Sooooo the "B" post was a bit of a rant.  I'm not sure what "C" is going to be yet.  "D" has been pretty easy to find topics for, so you might get multiple D posts instead. :)

RachelT

2014-10-14

When we read we begin with ABC...

Rachel here - so "writer's block" (I probably mean laziness for myself!!) has lasted almost a year.  Yikes! Sorry about that folks.  I talked to Rachael at the end of the summer about a blogging idea I had to give us some ideas, but I haven't taken the time to put it into action for myself.

Writing consistently simply involves writing consistently, right? :) That's what I'm aiming at for myself.

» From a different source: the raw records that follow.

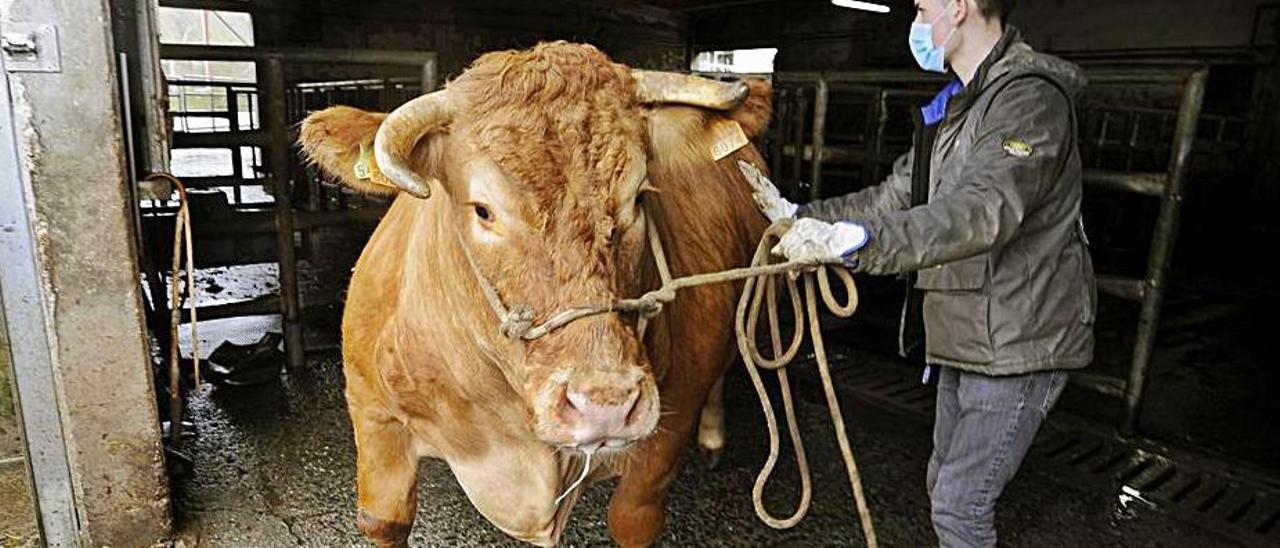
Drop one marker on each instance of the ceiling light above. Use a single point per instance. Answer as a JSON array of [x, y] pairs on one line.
[[862, 5]]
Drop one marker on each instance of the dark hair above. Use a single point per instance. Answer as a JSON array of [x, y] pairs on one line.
[[999, 9]]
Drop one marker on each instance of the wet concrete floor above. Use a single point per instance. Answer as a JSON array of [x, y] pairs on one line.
[[274, 466]]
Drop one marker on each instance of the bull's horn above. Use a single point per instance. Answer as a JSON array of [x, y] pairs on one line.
[[668, 87], [401, 131]]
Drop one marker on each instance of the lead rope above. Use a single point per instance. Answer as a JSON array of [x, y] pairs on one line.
[[759, 288], [758, 291]]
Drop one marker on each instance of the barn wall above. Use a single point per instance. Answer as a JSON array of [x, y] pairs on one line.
[[69, 132], [458, 31]]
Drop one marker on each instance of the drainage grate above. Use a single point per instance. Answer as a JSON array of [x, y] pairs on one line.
[[1237, 507], [1194, 489]]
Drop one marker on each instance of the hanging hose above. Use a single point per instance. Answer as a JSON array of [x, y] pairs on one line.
[[182, 245]]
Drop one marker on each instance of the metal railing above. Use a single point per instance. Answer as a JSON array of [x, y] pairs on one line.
[[274, 105], [1151, 156]]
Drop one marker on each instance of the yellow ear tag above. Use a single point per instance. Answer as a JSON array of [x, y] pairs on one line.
[[364, 165], [727, 137]]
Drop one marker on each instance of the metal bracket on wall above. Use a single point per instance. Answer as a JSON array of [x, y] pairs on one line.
[[30, 48]]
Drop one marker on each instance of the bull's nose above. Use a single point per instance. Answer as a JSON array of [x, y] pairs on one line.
[[606, 411]]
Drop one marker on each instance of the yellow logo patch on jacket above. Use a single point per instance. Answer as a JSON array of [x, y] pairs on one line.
[[1018, 147]]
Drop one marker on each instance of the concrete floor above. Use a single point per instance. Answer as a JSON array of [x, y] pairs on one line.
[[274, 466]]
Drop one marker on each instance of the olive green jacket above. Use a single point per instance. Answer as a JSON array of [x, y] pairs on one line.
[[999, 247]]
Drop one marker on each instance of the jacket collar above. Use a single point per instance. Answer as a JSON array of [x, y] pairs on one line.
[[984, 74]]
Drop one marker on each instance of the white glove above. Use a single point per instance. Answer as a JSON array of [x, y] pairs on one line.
[[767, 196], [814, 241]]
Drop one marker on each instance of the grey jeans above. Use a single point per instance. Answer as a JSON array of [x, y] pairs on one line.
[[981, 434]]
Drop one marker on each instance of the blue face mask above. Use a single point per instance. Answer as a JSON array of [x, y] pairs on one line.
[[927, 55]]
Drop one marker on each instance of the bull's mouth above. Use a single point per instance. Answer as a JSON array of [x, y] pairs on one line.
[[598, 416]]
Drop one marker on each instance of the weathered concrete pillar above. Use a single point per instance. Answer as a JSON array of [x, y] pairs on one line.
[[72, 167]]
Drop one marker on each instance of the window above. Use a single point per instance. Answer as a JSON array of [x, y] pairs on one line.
[[205, 27], [741, 62]]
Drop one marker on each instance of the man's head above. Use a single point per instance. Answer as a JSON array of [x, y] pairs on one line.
[[964, 28]]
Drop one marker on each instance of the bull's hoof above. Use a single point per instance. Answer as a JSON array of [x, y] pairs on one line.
[[712, 457], [382, 533]]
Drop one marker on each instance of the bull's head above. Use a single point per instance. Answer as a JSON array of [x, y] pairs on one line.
[[536, 164]]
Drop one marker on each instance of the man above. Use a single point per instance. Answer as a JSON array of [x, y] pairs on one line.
[[986, 211]]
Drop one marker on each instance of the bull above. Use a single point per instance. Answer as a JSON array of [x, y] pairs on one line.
[[533, 178]]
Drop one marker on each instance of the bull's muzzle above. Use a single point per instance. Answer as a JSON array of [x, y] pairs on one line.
[[606, 409]]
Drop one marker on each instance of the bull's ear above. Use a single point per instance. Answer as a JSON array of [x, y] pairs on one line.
[[753, 113], [341, 141]]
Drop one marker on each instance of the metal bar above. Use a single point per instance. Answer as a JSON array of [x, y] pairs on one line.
[[21, 290], [220, 140], [269, 304], [155, 126], [1129, 288], [821, 95], [227, 181], [1110, 76], [877, 145], [297, 55], [865, 77], [220, 5], [1162, 245], [798, 119], [778, 131], [288, 264], [430, 74], [1142, 183]]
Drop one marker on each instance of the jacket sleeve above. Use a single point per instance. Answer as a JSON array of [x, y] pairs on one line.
[[891, 195], [999, 183]]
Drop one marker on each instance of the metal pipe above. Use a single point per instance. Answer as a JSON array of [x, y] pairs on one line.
[[778, 132], [288, 263], [822, 94], [297, 55], [430, 76], [1162, 245], [798, 118], [1128, 288]]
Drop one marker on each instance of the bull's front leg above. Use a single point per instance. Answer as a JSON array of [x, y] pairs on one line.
[[711, 428], [385, 478]]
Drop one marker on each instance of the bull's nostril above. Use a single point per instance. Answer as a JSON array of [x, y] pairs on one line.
[[634, 407]]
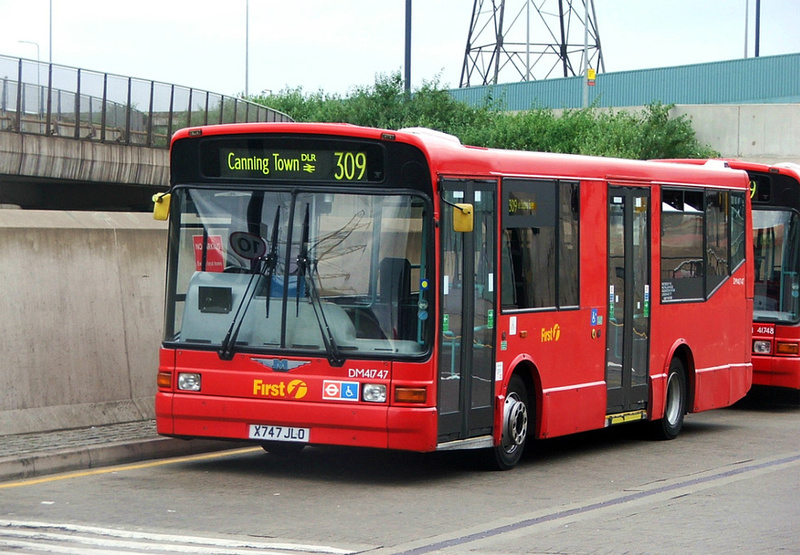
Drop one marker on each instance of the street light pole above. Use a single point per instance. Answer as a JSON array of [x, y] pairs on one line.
[[408, 48], [50, 42], [38, 73], [246, 49]]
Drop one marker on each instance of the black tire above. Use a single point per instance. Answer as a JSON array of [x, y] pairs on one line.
[[282, 448], [516, 426], [670, 425]]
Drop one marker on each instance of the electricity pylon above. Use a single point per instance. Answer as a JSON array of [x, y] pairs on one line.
[[528, 40]]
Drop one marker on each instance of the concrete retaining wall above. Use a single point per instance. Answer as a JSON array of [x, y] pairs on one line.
[[768, 133], [80, 318]]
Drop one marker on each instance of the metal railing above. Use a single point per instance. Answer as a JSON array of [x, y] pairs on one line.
[[49, 99]]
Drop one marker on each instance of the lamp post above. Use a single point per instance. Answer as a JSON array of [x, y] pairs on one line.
[[38, 81], [247, 49]]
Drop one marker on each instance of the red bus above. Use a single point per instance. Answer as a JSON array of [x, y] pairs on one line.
[[775, 196], [330, 284]]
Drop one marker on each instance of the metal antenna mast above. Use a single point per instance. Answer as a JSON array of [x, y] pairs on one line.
[[529, 40]]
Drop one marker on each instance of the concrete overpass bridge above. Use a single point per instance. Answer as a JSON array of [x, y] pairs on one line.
[[75, 139]]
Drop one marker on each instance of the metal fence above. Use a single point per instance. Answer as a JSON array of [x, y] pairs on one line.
[[60, 101]]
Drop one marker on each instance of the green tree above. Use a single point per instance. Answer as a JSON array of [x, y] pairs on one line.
[[646, 134]]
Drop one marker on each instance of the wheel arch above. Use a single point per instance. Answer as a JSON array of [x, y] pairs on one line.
[[683, 352], [525, 368]]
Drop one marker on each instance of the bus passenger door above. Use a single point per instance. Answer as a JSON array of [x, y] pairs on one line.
[[467, 304], [628, 329]]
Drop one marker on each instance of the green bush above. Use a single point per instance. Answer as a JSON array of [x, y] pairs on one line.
[[643, 135]]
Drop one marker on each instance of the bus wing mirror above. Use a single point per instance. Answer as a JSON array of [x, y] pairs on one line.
[[463, 219], [161, 206]]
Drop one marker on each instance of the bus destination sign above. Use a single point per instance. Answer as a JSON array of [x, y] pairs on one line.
[[306, 165]]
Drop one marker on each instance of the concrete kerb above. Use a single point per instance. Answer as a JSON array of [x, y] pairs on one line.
[[34, 465]]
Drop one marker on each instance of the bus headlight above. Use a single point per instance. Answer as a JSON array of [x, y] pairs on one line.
[[761, 347], [189, 381], [373, 393]]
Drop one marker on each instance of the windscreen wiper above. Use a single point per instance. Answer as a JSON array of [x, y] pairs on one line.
[[226, 348], [305, 268], [272, 257]]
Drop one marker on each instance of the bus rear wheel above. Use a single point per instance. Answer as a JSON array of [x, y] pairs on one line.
[[516, 425], [670, 425]]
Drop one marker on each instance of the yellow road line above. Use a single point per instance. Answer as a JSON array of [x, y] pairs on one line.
[[121, 468]]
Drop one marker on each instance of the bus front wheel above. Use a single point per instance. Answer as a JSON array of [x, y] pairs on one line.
[[670, 425], [515, 426]]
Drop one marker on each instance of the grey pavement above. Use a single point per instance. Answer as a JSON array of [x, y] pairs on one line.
[[32, 455]]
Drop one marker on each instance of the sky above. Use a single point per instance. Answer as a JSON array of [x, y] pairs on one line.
[[337, 45]]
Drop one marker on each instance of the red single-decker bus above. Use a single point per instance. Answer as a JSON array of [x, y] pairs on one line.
[[330, 284]]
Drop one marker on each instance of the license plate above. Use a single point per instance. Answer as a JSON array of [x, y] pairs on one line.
[[279, 433]]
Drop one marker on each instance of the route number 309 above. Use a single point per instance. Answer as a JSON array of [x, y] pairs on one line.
[[350, 166]]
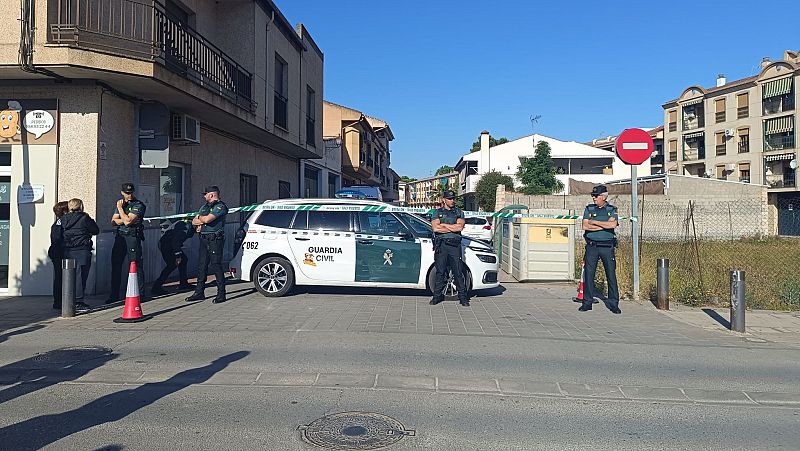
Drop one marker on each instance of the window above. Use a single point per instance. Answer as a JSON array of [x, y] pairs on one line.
[[329, 220], [719, 110], [421, 228], [171, 190], [333, 182], [744, 140], [311, 181], [311, 113], [373, 223], [720, 141], [744, 172], [248, 193], [281, 219], [281, 92], [284, 190], [743, 105]]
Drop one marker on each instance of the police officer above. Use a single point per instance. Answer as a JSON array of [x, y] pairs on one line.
[[448, 222], [171, 246], [128, 237], [599, 221], [210, 223]]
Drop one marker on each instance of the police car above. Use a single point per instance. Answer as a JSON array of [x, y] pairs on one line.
[[351, 244]]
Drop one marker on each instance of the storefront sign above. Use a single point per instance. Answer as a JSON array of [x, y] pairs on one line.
[[28, 121], [28, 194]]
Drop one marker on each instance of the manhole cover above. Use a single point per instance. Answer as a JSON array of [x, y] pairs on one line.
[[354, 430], [64, 356]]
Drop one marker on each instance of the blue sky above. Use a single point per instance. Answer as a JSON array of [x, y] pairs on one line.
[[440, 71]]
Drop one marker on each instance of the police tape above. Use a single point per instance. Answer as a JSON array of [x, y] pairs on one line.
[[372, 208]]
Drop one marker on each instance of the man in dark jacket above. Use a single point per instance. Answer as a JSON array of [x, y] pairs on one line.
[[171, 245], [78, 229]]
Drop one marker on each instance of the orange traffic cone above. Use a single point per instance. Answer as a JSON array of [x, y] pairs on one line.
[[132, 313], [579, 297]]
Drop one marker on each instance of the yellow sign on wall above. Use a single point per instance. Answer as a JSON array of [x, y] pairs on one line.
[[549, 235]]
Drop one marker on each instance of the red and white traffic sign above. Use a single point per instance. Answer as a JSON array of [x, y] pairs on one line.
[[634, 146]]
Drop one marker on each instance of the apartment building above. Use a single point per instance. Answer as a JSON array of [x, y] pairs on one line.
[[364, 144], [171, 95], [427, 192], [741, 131]]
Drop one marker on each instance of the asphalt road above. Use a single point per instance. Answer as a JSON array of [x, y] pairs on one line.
[[215, 388]]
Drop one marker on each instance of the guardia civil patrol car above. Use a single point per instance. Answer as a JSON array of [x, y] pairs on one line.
[[353, 243]]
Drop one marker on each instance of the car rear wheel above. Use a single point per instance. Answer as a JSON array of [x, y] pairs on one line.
[[273, 277], [450, 290]]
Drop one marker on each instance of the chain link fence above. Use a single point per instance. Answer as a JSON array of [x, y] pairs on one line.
[[703, 243]]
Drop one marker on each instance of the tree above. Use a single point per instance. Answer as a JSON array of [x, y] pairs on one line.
[[476, 146], [445, 169], [537, 174], [486, 190]]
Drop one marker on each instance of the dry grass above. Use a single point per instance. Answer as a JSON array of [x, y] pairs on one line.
[[700, 271]]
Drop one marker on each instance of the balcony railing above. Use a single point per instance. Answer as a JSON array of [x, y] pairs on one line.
[[694, 154], [744, 146], [779, 104], [786, 180], [742, 112], [778, 143], [142, 30]]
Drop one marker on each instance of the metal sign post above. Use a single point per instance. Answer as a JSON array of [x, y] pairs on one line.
[[634, 147]]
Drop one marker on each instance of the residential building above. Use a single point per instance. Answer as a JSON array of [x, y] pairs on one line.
[[656, 160], [170, 95], [742, 130], [425, 193], [572, 161], [364, 143]]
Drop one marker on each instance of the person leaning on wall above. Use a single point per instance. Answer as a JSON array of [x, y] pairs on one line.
[[78, 229], [56, 250]]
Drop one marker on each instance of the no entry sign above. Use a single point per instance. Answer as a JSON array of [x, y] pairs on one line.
[[634, 146]]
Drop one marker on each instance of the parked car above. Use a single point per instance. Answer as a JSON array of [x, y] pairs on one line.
[[284, 248], [359, 192], [478, 228]]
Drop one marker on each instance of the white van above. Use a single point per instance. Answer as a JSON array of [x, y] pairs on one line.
[[283, 248]]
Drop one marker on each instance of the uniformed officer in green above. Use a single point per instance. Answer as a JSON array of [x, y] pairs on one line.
[[210, 223], [600, 220], [447, 224], [128, 236]]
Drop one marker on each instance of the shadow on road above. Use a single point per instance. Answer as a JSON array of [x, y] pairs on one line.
[[112, 407], [717, 317], [50, 368], [4, 336]]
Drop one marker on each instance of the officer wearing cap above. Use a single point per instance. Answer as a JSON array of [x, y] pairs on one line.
[[210, 223], [128, 237], [599, 221], [447, 224]]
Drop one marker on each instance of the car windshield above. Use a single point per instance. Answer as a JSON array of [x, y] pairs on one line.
[[421, 227]]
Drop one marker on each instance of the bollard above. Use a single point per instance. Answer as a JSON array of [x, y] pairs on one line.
[[662, 283], [737, 301], [68, 288]]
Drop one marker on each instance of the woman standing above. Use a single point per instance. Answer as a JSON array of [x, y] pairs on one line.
[[56, 250], [78, 229]]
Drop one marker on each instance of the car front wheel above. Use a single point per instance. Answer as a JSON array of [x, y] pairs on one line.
[[273, 277], [450, 290]]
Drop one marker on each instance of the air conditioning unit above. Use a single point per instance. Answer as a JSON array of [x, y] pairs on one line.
[[185, 129]]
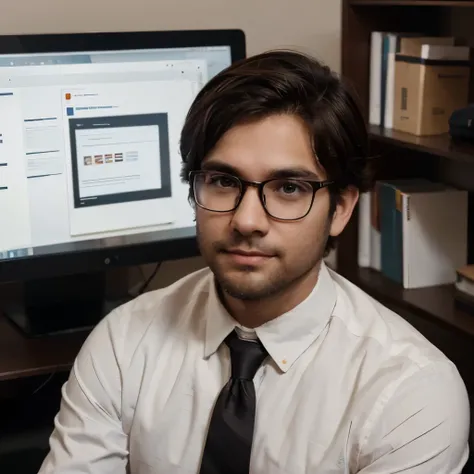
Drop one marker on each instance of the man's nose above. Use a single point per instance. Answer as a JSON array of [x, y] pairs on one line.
[[250, 216]]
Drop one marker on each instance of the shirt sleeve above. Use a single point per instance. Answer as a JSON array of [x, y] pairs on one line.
[[88, 436], [424, 427]]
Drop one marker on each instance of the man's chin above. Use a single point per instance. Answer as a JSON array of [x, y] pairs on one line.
[[247, 287]]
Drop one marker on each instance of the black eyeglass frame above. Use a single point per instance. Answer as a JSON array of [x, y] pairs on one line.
[[245, 184]]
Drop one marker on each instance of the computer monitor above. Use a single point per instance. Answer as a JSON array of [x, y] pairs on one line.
[[89, 160]]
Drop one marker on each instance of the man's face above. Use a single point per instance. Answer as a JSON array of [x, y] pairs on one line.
[[289, 251]]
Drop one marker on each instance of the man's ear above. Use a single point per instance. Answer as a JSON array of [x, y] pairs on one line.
[[346, 202]]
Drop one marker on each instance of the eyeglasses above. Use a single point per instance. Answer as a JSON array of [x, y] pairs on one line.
[[286, 199]]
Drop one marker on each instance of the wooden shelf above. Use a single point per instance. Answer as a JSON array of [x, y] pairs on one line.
[[24, 357], [415, 3], [434, 303], [440, 145]]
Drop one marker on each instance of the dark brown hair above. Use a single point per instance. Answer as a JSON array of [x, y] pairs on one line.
[[283, 82]]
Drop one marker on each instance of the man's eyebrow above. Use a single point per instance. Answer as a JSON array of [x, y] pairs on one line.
[[279, 173]]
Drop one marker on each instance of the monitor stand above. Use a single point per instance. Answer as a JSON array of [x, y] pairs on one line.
[[62, 304]]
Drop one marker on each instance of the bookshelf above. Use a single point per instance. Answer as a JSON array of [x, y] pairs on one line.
[[400, 155]]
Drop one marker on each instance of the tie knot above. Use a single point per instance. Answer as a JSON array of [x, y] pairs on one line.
[[246, 356]]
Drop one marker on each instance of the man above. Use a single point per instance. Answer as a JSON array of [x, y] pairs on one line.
[[267, 362]]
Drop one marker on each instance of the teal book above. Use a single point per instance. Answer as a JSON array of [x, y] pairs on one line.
[[391, 225]]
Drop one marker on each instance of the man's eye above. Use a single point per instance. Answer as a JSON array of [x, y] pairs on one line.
[[222, 181], [289, 188]]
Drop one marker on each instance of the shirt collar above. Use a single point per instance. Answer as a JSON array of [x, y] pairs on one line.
[[286, 337]]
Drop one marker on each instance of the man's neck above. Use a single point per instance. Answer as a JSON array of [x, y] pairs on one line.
[[252, 314]]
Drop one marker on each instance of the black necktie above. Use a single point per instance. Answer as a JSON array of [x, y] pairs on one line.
[[229, 439]]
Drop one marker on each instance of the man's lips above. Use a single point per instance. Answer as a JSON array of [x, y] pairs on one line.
[[250, 257]]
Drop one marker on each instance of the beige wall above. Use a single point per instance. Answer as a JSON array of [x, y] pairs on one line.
[[309, 25]]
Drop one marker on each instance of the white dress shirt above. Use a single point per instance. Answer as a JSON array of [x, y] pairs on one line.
[[348, 387]]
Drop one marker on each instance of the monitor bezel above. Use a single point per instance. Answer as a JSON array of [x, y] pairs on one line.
[[181, 242]]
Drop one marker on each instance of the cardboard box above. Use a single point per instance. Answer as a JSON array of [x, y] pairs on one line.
[[431, 81]]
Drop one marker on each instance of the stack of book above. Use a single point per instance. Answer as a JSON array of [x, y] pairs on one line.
[[414, 231]]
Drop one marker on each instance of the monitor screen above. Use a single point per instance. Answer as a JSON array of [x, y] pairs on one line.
[[89, 146]]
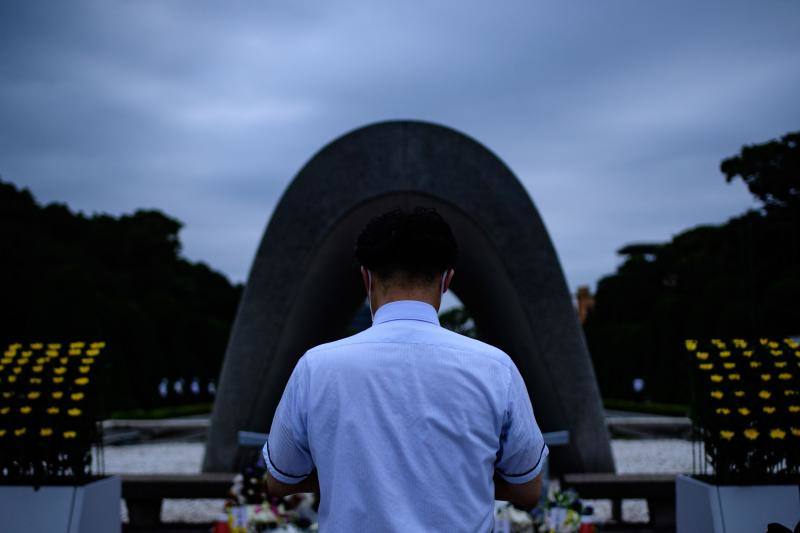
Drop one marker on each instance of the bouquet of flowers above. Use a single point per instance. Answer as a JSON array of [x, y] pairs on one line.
[[251, 510], [562, 512]]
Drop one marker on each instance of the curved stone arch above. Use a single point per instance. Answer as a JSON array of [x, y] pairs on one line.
[[304, 285]]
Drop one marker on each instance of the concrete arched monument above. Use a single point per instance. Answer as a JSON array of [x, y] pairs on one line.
[[304, 285]]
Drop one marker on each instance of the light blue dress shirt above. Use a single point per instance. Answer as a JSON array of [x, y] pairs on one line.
[[406, 423]]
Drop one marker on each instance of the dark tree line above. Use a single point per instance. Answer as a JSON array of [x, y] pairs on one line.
[[67, 276], [738, 279]]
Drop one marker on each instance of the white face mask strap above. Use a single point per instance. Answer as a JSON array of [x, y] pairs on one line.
[[369, 293]]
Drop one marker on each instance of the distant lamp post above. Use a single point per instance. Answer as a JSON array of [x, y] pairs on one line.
[[638, 387], [163, 388]]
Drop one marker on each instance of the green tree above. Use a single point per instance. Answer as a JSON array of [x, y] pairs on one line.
[[738, 279], [65, 276]]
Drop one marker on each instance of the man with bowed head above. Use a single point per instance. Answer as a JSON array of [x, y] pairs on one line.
[[406, 426]]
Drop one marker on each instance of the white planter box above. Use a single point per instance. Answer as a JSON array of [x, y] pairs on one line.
[[704, 508], [89, 508]]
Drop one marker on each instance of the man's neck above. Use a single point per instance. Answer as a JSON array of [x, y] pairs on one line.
[[422, 295]]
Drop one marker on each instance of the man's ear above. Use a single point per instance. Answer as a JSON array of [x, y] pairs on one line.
[[365, 278], [448, 278]]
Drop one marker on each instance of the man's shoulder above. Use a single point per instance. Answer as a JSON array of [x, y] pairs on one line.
[[443, 337]]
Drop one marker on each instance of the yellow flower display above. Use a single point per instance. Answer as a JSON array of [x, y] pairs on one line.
[[777, 433]]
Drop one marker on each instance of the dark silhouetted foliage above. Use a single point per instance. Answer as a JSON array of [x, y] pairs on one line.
[[120, 279], [738, 279]]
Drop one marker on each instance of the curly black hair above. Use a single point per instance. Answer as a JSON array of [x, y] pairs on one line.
[[417, 245]]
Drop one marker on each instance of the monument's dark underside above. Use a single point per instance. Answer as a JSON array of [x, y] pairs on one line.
[[304, 285]]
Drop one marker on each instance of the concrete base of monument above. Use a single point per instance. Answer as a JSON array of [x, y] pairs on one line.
[[703, 508], [87, 508]]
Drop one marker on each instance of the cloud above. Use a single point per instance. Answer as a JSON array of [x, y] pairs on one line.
[[613, 114]]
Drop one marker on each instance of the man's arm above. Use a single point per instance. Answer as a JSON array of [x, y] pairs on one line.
[[523, 495], [517, 476], [277, 488]]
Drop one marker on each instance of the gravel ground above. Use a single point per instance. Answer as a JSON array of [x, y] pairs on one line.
[[631, 456]]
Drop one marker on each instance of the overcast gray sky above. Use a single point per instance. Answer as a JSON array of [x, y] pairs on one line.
[[614, 114]]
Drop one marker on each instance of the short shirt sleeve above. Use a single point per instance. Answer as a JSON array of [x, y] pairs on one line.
[[286, 451], [522, 448]]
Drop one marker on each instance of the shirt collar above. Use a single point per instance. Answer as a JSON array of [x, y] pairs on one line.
[[406, 310]]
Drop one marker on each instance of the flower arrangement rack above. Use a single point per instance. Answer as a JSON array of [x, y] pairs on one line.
[[746, 410], [48, 412]]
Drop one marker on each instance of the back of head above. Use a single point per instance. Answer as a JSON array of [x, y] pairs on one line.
[[403, 246]]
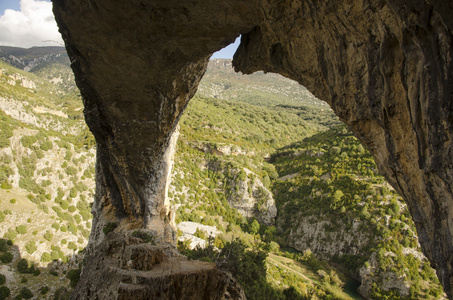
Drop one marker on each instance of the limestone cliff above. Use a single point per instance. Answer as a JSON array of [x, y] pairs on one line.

I want to be consistent about blogging and try and improve my style and voice and all that fun writing stuff.  The idea of writing is always so much grander than the practice - or discipline! - of writing.

The plan for giving ourselves writing ideas is to blog through the alphabet.  If I write about "A," Rachael might also write about "A," but she may also carry on to "B."  Pretty simple, but I think it'll work for us.

My first topic is going to be about ANGER.

Anger is OK. Anger is natural.  Throughout your dialysis process - whatever stage you're at - you're likely going to feel downright pissed off.  Go with that.  Let the anger happen and work your way through it.  How you work through it is completely up to you.  You might need to vent to a family member, or you may need to see a counsellor.  You might want to keep your anger to yourself and let it out in a journal, or punch it out onto a pillow. You might walk daily and listen to some hard driving beats.  Find your outlet and then for goodness' sake, use it! If one thing doesn't seem to work for you, try something else. There is no right way, no wrong way to handle your anger.  OK. wait, lemme rephrase that.  Don't beat anyone up.  Don't hurt anyone. If you say words in anger, apologize. Your disease does not give you a free pass to be an asshole, so 'fess up, apologize, and learn from whatever happened.

I haven't had any extreme cases of anger through my dialysis experience, but every once in awhile, I feel mildly pissed off.  Like the other night I was sitting in bed playing Farmville before bed and I kept thinking over and over "I really don't want this to be my life anymore." And the feeling was distinctly pissy.  None of us want this life for ourselves. If I wouldn't have ended up on dialysis, I would have simply worked long enough to save enough money to buy myself a plane ticket out of Canada and gone to Singapore, or even back to Japan. However, this life happened and until I am ready for a transplant, this is the life I'm living. So there's very little I can do about the anger other than remember that I do have outlets and that I can choose my own attitude about the whole thing. So can you.  You can choose to let your anger fester and consume you, or you can treat your mental health with the same respect as your physical health.